BEWARE - A CLIENT WANTS TO STEAL FROM THE IRS

Lesson... always make your payroll deposits.

I just received a call from a client that told me that she was really short of cash and was not going to make her payroll deposit. I warned the owner that the penalties for not making timely deposits was really harsh. The penalty for even being a few days late is over 25%. On $18,000 not paid in, the penalty can easily be a whooping $4,500 even if it's just a few days late.

She said that this was not fair. I think the comment was, "the Soprano's don't even charge that much." Actually, in the eyes of the IRS, the payroll withholding is not really the owner's money but actually money that you have collected for the IRS; and you are in a "trust" position to give them what is theirs. In other words, it is like you stole their money.

Here is a case that shows what can happen. Click on the name of the case if you are interested in the details.

In other words... always deposit your payroll taxes timely.
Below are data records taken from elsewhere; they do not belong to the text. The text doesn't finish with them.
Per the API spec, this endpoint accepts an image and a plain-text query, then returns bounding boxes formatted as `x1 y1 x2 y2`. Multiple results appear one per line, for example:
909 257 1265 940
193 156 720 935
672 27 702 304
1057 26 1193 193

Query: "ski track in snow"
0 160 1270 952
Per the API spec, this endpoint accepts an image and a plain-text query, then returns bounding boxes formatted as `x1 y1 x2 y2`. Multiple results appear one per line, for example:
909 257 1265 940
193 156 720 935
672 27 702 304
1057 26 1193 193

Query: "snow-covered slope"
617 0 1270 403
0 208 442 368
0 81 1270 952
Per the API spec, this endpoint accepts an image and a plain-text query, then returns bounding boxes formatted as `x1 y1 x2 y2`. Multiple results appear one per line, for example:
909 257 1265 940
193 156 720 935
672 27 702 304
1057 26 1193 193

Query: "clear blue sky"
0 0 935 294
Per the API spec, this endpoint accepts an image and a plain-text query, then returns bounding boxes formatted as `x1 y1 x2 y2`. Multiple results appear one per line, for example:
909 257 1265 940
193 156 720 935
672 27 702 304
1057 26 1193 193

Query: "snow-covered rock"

Several people can owe a penalty for not depositing payroll taxes with IRS, a court says. A trucking company's CEO was personally liable for the undeposited taxes because he knew that the IRS wasn't being paid and the taxes were being used to pay creditors. The firms' treasurer was also held accountable because he wrote checks to other creditors using the withheld payroll taxes (Horovitz, D.C., Pa.). The IRS can collect the penalty from either person. The penalty is equal to the amount of tax not turned over to the Service. However, if someone who isn't primarily responsible for not depositing the tax pays a disproportionate amount of the penalty, that person can sue in federal court to recover from the other accountable party.